Bentuk-bentuk perilaku tersebut adalah sebagai berikut. (1) Mencari kesenangan
dengan (a) perselingkuhan yang berpuncak dengan persetubuhan dan (b) gaya hidup
bebas yang menggambarkan perilaku seks bebas berganti-ganti pasangan. (2)
Membangkitkan gairah dengan cara (a) berimajinasi atau fantasi membayangkan
sesuatu yang berhubungan dengan seks untuk memberikan rangsangan dan
membangkitkan gairah seks dan (b) gerakan tubuh menggoda untuk memancing gairah
seksual, misalnya mencium, mencumbu, memeluk, mengusap, hembusan napas, dan
puncaknya adalah persetubuhan.
Selain itu Indrawaty Dewi Rachmy menulis bahwa penampilan erotis
juga diperlihatkan Djenar Maesa Ayu melalui penggambaran sensualitas tokoh
perempuan dengan bentuk tubuh yang ramping atau langsing berisi, rambut
panjang, paras cantik, pinggang bak biola, tinggi semampai, kulit putih dan
halus, pantat dan payudara besar, kaki belalang, dan masih banyak yang lainnya.

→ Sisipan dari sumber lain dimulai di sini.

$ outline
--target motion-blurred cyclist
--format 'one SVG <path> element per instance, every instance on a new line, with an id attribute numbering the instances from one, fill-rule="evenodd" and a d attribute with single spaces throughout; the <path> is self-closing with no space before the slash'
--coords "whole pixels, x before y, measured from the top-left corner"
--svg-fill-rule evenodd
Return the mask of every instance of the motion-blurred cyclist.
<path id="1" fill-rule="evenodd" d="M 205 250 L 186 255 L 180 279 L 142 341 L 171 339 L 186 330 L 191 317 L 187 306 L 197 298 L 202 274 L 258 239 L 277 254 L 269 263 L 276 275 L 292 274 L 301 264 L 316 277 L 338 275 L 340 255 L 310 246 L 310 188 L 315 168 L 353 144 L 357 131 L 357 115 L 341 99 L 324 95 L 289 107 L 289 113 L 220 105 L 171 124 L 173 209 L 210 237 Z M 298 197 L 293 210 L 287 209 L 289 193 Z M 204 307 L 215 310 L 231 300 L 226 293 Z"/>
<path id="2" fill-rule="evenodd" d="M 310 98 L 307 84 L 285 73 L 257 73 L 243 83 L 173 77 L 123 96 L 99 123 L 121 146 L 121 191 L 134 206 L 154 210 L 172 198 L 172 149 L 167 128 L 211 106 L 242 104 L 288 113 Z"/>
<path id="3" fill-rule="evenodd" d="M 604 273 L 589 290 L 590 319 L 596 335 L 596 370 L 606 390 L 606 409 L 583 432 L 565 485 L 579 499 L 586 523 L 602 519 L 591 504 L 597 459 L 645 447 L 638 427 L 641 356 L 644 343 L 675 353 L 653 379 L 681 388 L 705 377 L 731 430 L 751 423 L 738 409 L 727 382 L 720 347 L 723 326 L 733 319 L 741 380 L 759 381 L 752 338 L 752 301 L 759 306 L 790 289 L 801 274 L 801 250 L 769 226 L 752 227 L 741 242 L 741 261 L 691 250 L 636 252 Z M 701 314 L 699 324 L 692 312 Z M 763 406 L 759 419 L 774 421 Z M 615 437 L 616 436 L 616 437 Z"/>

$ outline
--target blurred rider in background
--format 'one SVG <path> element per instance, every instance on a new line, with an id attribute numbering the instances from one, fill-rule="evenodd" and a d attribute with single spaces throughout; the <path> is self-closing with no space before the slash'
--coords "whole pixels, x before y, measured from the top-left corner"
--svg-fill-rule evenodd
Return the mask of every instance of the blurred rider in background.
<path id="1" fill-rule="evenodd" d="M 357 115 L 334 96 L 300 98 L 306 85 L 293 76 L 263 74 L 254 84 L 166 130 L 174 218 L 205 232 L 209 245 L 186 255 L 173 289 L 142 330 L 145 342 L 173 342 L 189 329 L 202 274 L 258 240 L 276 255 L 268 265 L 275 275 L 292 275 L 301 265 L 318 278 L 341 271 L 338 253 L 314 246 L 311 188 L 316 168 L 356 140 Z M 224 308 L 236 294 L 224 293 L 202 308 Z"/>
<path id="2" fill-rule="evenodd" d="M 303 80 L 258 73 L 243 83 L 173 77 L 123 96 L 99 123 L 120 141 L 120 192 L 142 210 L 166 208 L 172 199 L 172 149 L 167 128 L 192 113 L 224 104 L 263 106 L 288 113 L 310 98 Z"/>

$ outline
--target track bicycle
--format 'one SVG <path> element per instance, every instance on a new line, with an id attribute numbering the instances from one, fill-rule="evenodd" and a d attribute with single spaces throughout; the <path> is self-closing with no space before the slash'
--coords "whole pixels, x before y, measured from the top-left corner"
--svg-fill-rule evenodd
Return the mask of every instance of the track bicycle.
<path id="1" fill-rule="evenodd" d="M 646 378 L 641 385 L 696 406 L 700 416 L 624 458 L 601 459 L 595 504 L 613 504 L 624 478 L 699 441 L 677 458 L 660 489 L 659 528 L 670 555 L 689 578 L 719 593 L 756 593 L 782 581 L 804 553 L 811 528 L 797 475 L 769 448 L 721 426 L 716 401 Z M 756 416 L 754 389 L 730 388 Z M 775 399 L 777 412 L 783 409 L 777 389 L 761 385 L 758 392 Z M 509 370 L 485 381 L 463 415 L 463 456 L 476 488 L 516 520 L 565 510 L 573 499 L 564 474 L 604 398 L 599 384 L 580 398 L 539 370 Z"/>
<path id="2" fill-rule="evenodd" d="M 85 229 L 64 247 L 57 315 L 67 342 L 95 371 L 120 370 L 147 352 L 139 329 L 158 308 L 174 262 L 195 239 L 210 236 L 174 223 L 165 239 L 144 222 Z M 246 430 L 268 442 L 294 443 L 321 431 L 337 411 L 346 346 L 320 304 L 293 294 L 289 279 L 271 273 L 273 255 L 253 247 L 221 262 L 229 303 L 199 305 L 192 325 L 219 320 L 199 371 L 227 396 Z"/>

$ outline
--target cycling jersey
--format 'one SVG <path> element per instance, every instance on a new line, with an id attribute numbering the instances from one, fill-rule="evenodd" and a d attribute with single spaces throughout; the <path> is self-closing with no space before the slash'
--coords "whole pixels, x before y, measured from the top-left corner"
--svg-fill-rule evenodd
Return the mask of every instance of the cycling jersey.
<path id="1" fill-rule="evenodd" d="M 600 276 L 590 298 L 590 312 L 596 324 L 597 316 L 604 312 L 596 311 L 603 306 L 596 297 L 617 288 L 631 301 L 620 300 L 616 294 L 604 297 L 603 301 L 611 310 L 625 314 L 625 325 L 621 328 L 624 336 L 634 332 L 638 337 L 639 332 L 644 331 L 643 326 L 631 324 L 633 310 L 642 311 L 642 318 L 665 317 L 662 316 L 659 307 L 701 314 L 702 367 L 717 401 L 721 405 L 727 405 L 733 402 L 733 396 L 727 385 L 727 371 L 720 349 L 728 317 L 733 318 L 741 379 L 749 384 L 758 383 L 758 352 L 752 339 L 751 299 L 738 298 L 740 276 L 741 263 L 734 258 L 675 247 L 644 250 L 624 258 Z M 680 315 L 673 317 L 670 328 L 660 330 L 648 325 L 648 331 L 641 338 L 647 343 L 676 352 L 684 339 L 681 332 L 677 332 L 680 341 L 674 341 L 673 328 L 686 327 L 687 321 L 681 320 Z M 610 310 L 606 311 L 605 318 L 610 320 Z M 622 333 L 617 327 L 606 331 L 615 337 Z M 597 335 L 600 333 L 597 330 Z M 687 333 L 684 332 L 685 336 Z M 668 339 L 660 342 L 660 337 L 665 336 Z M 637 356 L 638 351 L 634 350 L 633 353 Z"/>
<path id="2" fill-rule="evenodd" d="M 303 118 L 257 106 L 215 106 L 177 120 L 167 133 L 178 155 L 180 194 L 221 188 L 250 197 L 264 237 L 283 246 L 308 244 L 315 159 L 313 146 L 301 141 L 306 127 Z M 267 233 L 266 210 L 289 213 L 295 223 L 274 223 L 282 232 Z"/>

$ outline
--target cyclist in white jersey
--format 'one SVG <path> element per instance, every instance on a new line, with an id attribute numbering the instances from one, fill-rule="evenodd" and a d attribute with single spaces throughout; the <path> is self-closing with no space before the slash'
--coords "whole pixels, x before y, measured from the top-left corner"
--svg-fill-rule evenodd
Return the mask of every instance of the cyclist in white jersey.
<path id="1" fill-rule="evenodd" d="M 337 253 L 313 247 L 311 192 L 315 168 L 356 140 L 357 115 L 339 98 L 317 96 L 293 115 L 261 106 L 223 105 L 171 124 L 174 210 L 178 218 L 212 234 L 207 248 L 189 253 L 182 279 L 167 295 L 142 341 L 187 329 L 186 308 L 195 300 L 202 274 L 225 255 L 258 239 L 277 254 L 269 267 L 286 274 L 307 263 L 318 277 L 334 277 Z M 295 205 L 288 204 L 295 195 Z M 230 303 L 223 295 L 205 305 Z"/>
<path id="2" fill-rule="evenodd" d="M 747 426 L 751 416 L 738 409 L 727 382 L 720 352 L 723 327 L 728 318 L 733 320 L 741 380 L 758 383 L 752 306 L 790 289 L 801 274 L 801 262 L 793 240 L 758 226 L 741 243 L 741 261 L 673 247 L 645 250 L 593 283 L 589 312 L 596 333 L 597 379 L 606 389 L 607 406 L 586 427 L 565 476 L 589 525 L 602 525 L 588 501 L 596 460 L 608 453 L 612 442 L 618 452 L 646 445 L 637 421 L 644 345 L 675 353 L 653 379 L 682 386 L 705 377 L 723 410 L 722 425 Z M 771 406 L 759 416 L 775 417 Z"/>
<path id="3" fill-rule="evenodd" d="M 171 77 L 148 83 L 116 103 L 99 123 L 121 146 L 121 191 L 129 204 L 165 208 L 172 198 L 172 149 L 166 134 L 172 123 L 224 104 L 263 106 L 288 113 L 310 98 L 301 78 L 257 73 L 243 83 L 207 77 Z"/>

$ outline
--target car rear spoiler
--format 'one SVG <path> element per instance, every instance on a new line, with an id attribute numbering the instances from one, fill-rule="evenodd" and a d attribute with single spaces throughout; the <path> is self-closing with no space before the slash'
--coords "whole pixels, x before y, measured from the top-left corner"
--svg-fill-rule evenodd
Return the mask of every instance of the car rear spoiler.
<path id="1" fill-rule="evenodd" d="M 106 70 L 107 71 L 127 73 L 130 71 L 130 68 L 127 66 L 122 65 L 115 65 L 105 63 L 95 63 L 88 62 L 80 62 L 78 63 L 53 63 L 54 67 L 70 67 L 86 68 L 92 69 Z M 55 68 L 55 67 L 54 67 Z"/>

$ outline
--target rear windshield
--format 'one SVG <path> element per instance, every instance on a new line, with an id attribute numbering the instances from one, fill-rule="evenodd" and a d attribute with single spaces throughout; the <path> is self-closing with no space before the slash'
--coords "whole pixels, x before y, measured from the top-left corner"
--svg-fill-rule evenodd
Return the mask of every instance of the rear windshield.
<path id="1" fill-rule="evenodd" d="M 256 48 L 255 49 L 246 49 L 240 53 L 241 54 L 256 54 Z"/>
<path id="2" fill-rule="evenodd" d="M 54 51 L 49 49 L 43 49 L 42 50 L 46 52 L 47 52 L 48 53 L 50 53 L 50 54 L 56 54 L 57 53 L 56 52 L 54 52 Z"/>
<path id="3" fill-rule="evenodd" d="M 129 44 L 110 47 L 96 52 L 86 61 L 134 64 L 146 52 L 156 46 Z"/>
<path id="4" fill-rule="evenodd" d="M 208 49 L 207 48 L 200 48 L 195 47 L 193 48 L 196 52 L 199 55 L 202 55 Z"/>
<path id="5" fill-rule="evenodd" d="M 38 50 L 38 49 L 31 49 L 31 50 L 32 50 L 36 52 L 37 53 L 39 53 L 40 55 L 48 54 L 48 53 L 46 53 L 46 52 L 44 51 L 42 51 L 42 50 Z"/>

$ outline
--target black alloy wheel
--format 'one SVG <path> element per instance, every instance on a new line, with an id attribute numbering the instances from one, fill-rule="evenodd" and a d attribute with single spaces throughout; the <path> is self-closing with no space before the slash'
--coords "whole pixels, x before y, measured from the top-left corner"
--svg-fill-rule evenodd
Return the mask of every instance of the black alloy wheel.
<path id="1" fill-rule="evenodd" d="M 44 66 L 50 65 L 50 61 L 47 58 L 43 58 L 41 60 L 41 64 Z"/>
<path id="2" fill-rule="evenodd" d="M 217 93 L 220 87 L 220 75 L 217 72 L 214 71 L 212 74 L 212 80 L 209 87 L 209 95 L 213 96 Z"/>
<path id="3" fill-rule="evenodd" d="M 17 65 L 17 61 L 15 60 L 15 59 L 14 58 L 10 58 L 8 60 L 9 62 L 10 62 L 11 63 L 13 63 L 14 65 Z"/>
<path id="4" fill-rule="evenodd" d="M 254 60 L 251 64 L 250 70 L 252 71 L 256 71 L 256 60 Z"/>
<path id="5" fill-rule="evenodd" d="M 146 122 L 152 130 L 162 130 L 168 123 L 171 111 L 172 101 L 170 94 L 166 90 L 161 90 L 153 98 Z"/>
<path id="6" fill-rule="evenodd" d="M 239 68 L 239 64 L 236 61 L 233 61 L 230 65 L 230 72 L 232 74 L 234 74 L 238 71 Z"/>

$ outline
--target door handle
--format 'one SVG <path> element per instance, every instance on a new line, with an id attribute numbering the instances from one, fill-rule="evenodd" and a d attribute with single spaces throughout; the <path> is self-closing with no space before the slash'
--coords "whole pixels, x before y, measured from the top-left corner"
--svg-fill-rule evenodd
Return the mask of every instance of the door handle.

Selain itu, cara berpakaian juga dapat mengungkap penampilan erotis, di
antaranya adalah baju seksi dan potongan baju minimalis yang dapat menampilkan
lekuk-lekuk potongan bentuk tubuh. Dandanan atau make up pada perempuan
yang menimbulkan sisi erotis, yaitu berupa dandanan yang dapat membangkitkan
gairah, misalnya warna lipstik yang merah menyala, riasan wajah yang tebal, dan
lain sebagainya. Menurut saya, mengenai penampilan yang dideskripsikan penulis
dalam karyanya merupakan cara penulis untuk menggambarkan realita yang ada di
sekitar kita, juga untuk mendukung jalan cerita yang sedang dibangun sehingga
dapat menyampaikan maksud yang ingin disampaikan penulis. Erotis tidak dapat
kita pahami hanya sebagian kecil saja, namun juga keseluruhan dan benar-benar
memberikan efek bagi pembaca. Apakah jika penulis hanya menyebutkan bahwa tokoh
tersebut memiliki tubuh yang ramping dan pinggang bak biola lantas hal tersebut
dikatakan sebagai sesuatu yang erotis.
Menurut Tesaurus Bahasa Indonesia tahun 2008 halaman 157 sendiri
erotis berarti memberahikan, menggiurkan, merangsang, panas, seksi, sensual,
semok, seronok. Akan tetapi kembali lagi pada individu yang mendefinisikan
batas erotisme itu sendiri. Menurut saya beberapa cerpen Djenar Maesa Ayu
memang memiliki unsur-unsur erotis, namun saya tidak setuju jika penggambaran
tokoh yang dilakukan Djenar Maesa Ayu dikatakan erotis. Karena kembali lagi,
hal tersebut merupakan cara penulis mengungkapkan pemikirannya sehingga
menghasilkan kesatuan dalam karyanya serta batasan erotis yang kabur dan tidak
dapat disamaratakan bagi setiap orang.
Selain tulisan di atas masih banyak tulisan lain yang membahas
kumpulan cerpen “Jangan Main-main (dengan Kelaminmu)” maupun karya-karya Djenar
Maesa Ayu lainnya baik ditinjau dari pendekatan sosiologi sastra, feminis,
semiotika, psikologi, maupun teori-teori lainnya. Semua penelitian tersebut
sejatinya mencoba memberikan apresiasi dan kritik terhadap karya-karya Djenar
Maesa Ayu dan menafsihkan nama Djenar Maesa Ayu dengan karya-karya sastra
feminisnya sebagai salah satu penulis perempuan yang patut untuk mendapat
tempat dalam dunia sastra Indonesia.
Penanaman
Konstruksi Patriarki Mengenai Tubuh Perempuan
Dalam kumpulan cerpen “Jangan Main-main (dengan Kelaminmu)”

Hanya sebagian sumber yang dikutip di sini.